I feel the same way Tinsel!
That's why I'm so hesitant to say anything. I don't want to kill hopes or squash dreams of the women in relationships with these men. By the time they reach out for help, they are often confused, anxious, and depressed. Leaving a long-term relationship, breaking up your family, placing yourself and kids at financial risk, losing your home, your friends, your partner...these are big, irreversible steps. And ones that can never be taken lightly.
I have a very hard time knowing what to say to women caught up in this mess. I want to help them, but I don't see a way clear without a lot of pain. But there are different kinds of pain. There is the pain of leaving and the pain of staying.

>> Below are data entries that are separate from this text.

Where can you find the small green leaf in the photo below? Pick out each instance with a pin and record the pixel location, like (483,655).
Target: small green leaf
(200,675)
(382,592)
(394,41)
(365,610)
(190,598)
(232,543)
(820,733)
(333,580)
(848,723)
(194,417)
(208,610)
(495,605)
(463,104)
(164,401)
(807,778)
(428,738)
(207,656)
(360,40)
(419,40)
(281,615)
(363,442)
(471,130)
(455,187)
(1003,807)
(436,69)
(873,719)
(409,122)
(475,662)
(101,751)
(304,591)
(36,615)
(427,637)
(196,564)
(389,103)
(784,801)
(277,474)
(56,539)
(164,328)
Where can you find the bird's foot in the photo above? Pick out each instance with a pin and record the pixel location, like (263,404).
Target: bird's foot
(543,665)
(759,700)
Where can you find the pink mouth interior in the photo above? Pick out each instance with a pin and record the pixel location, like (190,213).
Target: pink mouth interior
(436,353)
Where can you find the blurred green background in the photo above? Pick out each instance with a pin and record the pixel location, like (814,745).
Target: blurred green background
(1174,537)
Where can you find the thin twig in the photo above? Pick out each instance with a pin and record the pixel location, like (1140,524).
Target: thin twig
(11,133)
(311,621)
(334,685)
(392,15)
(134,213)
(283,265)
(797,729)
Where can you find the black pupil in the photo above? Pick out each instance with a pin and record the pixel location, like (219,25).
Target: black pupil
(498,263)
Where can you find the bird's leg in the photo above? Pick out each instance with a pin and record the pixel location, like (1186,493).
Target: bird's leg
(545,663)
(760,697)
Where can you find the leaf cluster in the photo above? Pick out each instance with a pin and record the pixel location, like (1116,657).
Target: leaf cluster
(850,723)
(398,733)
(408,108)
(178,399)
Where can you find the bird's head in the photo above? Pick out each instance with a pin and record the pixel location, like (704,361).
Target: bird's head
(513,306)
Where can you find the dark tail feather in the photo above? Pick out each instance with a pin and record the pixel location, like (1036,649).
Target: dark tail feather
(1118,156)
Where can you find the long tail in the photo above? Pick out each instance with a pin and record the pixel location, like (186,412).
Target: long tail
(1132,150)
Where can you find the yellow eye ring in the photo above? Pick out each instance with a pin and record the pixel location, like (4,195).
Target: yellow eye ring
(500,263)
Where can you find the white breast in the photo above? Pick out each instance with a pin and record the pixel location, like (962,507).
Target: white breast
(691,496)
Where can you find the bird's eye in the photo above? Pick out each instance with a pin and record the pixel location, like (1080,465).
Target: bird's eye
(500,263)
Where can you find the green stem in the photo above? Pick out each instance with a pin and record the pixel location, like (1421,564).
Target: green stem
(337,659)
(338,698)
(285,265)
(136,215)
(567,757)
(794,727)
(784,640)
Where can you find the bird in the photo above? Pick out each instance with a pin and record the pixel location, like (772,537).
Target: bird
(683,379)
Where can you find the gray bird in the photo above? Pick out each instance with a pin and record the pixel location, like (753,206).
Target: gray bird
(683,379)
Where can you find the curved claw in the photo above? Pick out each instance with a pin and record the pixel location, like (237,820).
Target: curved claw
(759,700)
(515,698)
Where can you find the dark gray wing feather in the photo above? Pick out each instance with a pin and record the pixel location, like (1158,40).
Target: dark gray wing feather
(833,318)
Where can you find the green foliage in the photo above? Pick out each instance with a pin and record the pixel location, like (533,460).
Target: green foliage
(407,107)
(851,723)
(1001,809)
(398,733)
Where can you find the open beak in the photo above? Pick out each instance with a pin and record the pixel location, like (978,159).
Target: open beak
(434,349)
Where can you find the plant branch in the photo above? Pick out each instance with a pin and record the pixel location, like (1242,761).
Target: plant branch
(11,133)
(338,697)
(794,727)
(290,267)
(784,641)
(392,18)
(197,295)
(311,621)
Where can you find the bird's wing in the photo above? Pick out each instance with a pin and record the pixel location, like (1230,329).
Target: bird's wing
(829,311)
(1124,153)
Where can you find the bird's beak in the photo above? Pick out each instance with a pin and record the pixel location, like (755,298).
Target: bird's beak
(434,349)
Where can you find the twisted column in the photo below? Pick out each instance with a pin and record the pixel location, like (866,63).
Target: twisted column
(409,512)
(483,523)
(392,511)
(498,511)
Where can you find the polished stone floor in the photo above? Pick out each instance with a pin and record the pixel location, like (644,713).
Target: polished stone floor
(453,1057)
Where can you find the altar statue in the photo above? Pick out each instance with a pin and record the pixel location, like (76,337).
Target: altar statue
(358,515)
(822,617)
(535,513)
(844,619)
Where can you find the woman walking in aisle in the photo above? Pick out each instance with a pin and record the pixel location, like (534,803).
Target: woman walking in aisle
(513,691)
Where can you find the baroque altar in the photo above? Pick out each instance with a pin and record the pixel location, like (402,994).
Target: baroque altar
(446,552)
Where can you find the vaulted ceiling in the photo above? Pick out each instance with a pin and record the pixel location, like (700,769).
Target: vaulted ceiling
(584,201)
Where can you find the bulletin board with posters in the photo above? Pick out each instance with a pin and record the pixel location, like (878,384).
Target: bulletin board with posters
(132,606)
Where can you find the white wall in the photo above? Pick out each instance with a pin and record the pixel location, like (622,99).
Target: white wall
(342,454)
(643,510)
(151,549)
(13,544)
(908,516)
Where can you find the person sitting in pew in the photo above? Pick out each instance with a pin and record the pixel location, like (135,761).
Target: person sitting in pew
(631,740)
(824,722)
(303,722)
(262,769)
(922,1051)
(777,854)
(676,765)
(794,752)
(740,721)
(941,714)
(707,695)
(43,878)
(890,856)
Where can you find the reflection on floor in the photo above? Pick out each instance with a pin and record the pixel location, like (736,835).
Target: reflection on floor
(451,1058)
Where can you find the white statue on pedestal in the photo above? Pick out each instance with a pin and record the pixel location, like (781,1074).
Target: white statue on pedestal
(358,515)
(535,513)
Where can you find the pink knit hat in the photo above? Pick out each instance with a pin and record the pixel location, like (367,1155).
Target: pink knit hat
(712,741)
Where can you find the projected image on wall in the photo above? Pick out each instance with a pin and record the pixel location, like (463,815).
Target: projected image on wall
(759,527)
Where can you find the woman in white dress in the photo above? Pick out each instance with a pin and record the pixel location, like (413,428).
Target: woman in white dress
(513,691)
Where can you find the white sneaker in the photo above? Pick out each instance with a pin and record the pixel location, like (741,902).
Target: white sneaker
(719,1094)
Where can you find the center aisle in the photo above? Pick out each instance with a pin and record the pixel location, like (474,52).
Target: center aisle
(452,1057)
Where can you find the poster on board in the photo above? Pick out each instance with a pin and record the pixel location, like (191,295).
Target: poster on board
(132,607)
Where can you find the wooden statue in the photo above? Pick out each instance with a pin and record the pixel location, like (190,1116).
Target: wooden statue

If I had stayed, I would have ended up in a mental hospital. I would have lost my kids no matter which choices I made. My husband was very abusive, manipulating, and demanding. I would have been gaslighted to the point where I would have broke. I was almost there. This was not about clothing choices. It was about messing with my mind. He was capable of doing whatever it took to keep me there with him and isolated. Suicide threats, accusations of child abuse, threatening to take my kids from me, deliberately causing me to doubt my memories, my thinking, my values. It took me a very long time to get back to a new normal.
I guess my position is that if a woman wants to get out, I will encourage her. I did not stay because I was strong. I stayed because I was weak. I was afraid...of everything. And the longer I stayed, the weaker and more confused I became.. I only became strong through leaving, come what may. I will never again allow someone else to do my thinking for me, to coerce me to go against my instincts, to dismiss my feelings.
But the women who want to stay? I can't offer them comforting words, but I can urge them to trust their instincts and their eyes over the words they are told. I can offer them my story. I can let them draw their own parallels, if there are any. I am aware that my ex is perhaps an extreme example of an abusive autogynephile, but the underlying dynamics, the manipulation involved are just shades of grey IMHO. I have seen too much to be taken in by righteous anger or protestations of innocence. Just keep your eyes open.